Functions and Operators

In order to apply a function to a variable, make the function the first argument of an apply. The second argument will be the variable. For example, you would use the following code to encode the meaning, "the function f of x". (Note that you have to include the attribute type='fn' on the ci tag denoting f.)


	<m:apply>
	  <m:ci type='fn'>f</m:ci>
	  <m:ci>x</m:ci>
	</m:apply>
      

There are also pre-defined functions and operators in Content MathML. For example, sine and cosine are predefined. These predefined functions and operators are all empty tags and they directly follow the apply tag. "the sine of x" is similar to the example above.


	<m:apply>
	  <m:sin/>
	  <m:ci>x</m:ci>
	</m:apply>
	

You can find a more thorough description of the different predefined functions in the MathML specification.

In addition to the predefined functions, there are also many predefined operators. A few of these are plus (for addition), minus (for subtraction), times (for multiplication), divide (for division), power (for taking the n-power of something), and root (for taking the n-root of something).

Most operators expect a specific number of child tags. For example, the power operator expects two children. The first child is the base and the second is the value in the exponent. However, there are other tags which can take many children. For example, the plus operator merely expects one or more children. It will add together all of its children whether there are two or five.

Representing "the negative of a number" and explicitly representing "the positive of a number" has slightly unusual syntax. In this case you apply the plus or minus operator to the number or variable, etc., in question. The following is the code for "negative x."


	<m:apply>
	  <m:minus/>
	  <m:ci>x</m:ci>
	</m:apply>
      

To create more complicated expressions, you can nest these bits of apply code within each other. You can create arbitrarily complex expressions this way. "a times the quantity b plus c" would be written as follows.


      <m:apply>
	<m:times/>
	<m:ci>a</m:ci>
	<m:apply>
	  <m:plus/>
	  <m:ci>b</m:ci>
	  <m:ci>c</m:ci>
	</m:apply>
      </m:apply>
    

The eq operator is used to write equations. It is used in the same way as any other operator. That is, it is the first child of an apply. It takes two children which are the two quantities that are equal to each other.
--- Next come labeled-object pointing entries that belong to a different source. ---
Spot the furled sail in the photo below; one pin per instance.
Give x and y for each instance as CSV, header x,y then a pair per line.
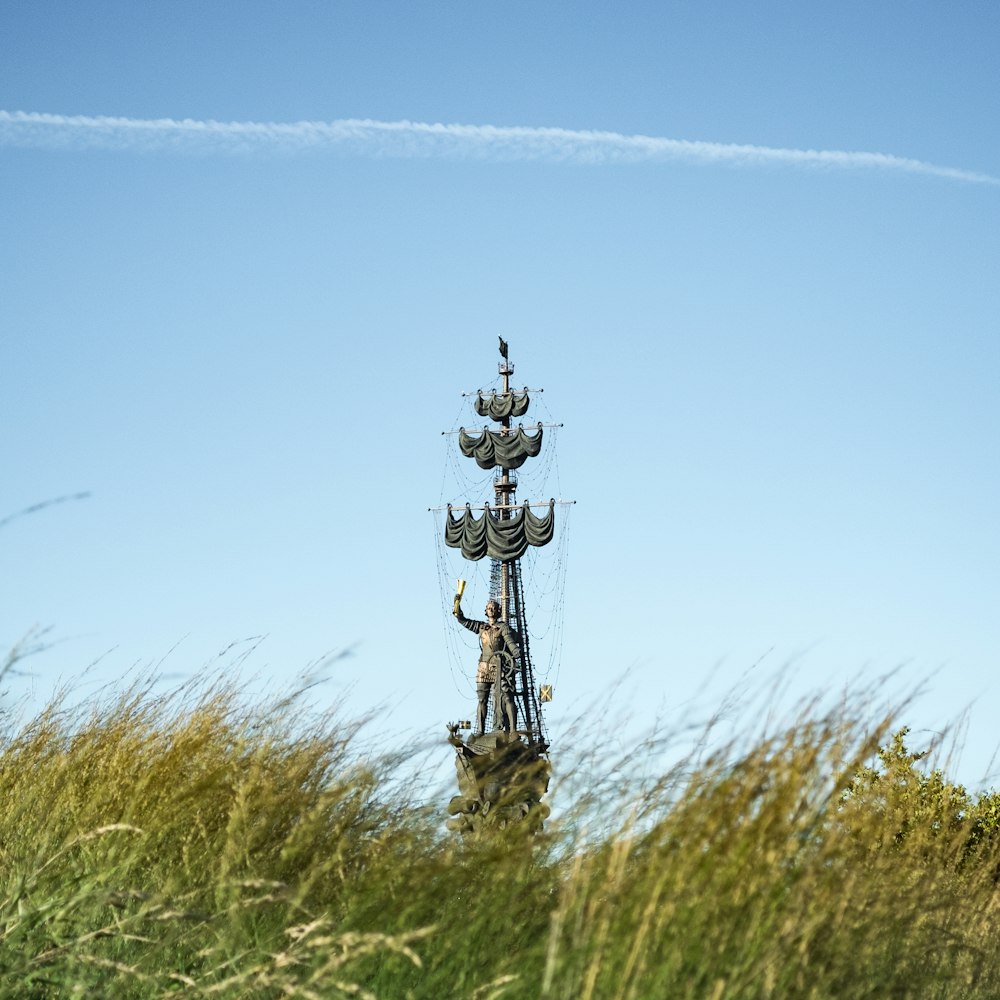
x,y
500,405
499,538
491,448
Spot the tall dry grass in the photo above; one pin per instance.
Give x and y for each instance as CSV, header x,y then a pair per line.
x,y
194,845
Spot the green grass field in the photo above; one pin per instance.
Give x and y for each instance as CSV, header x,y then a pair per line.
x,y
191,845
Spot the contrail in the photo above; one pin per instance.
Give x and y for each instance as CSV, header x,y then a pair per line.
x,y
406,139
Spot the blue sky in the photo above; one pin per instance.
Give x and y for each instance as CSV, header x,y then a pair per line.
x,y
783,369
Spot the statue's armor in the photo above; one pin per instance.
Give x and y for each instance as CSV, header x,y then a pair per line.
x,y
496,638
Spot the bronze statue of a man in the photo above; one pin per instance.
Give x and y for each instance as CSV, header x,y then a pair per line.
x,y
497,662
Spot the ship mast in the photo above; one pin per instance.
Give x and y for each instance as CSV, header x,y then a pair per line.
x,y
511,594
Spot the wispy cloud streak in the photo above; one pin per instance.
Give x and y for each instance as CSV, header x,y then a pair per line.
x,y
406,139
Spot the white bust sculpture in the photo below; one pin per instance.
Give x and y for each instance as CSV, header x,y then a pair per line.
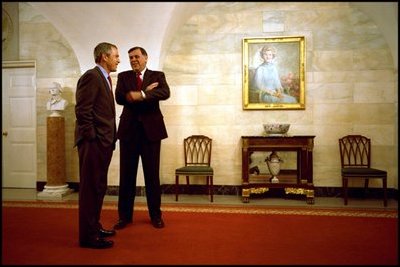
x,y
56,102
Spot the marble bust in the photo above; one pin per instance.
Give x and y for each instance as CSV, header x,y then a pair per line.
x,y
56,102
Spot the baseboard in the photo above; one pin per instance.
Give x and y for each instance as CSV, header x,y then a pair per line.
x,y
235,190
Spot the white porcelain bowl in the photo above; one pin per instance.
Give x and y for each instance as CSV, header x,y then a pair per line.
x,y
276,128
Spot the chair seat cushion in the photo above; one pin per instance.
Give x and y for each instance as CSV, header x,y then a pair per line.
x,y
195,170
363,172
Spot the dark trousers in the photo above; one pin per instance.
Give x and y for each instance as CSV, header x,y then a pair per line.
x,y
149,152
94,160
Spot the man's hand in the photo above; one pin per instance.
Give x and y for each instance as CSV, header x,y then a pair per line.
x,y
151,86
134,96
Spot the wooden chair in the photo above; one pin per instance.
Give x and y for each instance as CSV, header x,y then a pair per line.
x,y
355,157
197,153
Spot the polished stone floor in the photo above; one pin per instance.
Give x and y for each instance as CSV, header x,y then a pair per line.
x,y
11,194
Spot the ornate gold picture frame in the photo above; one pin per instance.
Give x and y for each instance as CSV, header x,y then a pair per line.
x,y
274,73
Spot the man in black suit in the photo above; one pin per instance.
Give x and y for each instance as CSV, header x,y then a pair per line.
x,y
95,137
140,131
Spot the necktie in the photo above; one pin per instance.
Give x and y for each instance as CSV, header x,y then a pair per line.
x,y
109,80
139,80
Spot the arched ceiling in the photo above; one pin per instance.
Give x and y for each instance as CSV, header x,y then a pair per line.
x,y
153,24
148,24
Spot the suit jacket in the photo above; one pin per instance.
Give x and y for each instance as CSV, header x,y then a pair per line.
x,y
95,109
148,111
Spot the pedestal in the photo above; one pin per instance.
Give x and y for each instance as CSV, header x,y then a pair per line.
x,y
56,186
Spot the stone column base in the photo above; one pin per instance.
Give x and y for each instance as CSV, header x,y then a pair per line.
x,y
55,192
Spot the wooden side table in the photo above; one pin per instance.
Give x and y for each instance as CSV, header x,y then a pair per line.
x,y
299,181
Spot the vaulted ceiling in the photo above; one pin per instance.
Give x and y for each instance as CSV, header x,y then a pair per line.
x,y
153,24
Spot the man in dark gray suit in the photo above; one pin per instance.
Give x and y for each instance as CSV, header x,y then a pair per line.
x,y
95,137
140,131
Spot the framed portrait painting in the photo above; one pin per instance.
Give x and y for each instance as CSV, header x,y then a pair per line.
x,y
274,73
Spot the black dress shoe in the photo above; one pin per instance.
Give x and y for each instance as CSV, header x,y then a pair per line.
x,y
106,233
157,222
121,224
98,243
For example, "a times b plus a times c equals a times the quantity b plus c" would be written as shown.


       <m:apply>
	 <m:eq/>
	 <m:apply>
	  <m:plus/>
	  <m:apply>
	    <m:times/>
	    <m:ci>a</m:ci>
	    <m:ci>b</m:ci>
	  </m:apply>
	  <m:apply>
	    <m:times/>
	    <m:ci>a</m:ci>
	    <m:ci>c</m:ci>
	  </m:apply>
	</m:apply>
	<m:apply>
	  <m:times/>
	  <m:ci>a</m:ci>
	  <m:apply>
	    <m:plus/>
	    <m:ci>b</m:ci>
	    <m:ci>c</m:ci>
	  </m:apply>
	</m:apply>
       </m:apply>
    

Integrals

The operator for an integral is int. However, unlike the operators and functions discussed above, it has children that define the independent variable that you integrate with respect to (bvar) and the interval over which the integral is taken (use either lowlimit and uplimit, or interval, or condition). lowlimit and uplimit (which go together), interval, and condition are just three different ways of denoting the integrands. Don't forget that the bvar, lowlimit, uplimit, interval, and condition children take token elements as well. The following is "the integral of f of x with respect to x from 0 to b."


     <m:apply>
	<m:int/>
	<m:bvar><m:ci>x</m:ci></m:bvar>
	<m:lowlimit><m:cn>0</m:cn></m:lowlimit>
	<m:uplimit><m:ci>b</m:ci></m:uplimit>
	<m:apply>
	  <m:ci type='fn'>f</m:ci>
	  <m:ci>x</m:ci>
	</m:apply>
      </m:apply>
      

Derivatives

The derivative operator is diff. The derivative is done in much the same way as the integral. That is, you need to define a base variable (using bvar). The following is "the derivative of the function f of x, with respect to x."


      <m:apply>
	<m:diff/>
	<m:bvar>
	  <m:ci>x</m:ci>
	</m:bvar>
	<m:apply>
          <m:ci type="fn">f</m:ci>
	  <m:ci>x</m:ci>
	</m:apply>
      </m:apply>
      

To apply a higher level derivative to a function, add a degree tag inside of the bvar tag. The degree tag will contain the order of the derivative. The following shows "the second derivative of the function f of x, with respect to x."


      <m:apply>
	<m:diff/>
	<m:bvar>
	  <m:ci>x</m:ci>
	  <m:degree><m:cn>2</m:cn></m:degree>
	</m:bvar>
	<m:apply><m:ci type="fn">f</m:ci>
	  <m:ci>x</m:ci>
	</m:apply>
      </m:apply>
      

Vector and Matrices

Vectors are created as a combination of other elements using the vector tag.


      <m:vector>
        <m:apply>
          <m:plus/>
	  <m:ci>x</m:ci>
	  <m:ci>y</m:ci>
        </m:apply>
	<m:ci>z</m:ci>
	<m:cn>0</m:cn>
      </m:vector>
    

Matrices are done in a similar manner. Each matrix element contains several matrixrow elements. Then each matrixrow element contains several other elements.


      <m:matrix>
	<m:matrixrow>
	  <m:ci>a</m:ci>
	  <m:ci>b</m:ci>
	  <m:ci>c</m:ci>
	</m:matrixrow>
	<m:matrixrow>
	  <m:ci>d</m:ci>
	  <m:ci>e</m:ci>
	  <m:ci>f</m:ci>
	</m:matrixrow>
	<m:matrixrow>
	  <m:ci>g</m:ci>
	  <m:ci>h</m:ci>
	  <m:ci>j</m:ci>
	</m:matrixrow>
      </m:matrix>
    

There are also operators to take the determinant and the transpose of a matrix as well as to select elements from within the matrix.

Entities

MathML defines its own entities for many characters that you might need to use (Greek letters for example). They are also very useful when you need to embed Presentation MathML within Content MathML. A list of these entities is found in the MathML 2.0 specification. It is better to use these entities than the Unicode character that they stand for, because these entities can be redefined as necessary.

Other Resources

There is a lot more that can be done with Content MathML. Especially if you are planning on writing a lot of Content MathML, it is well worth your time to take a look at the MathML specification.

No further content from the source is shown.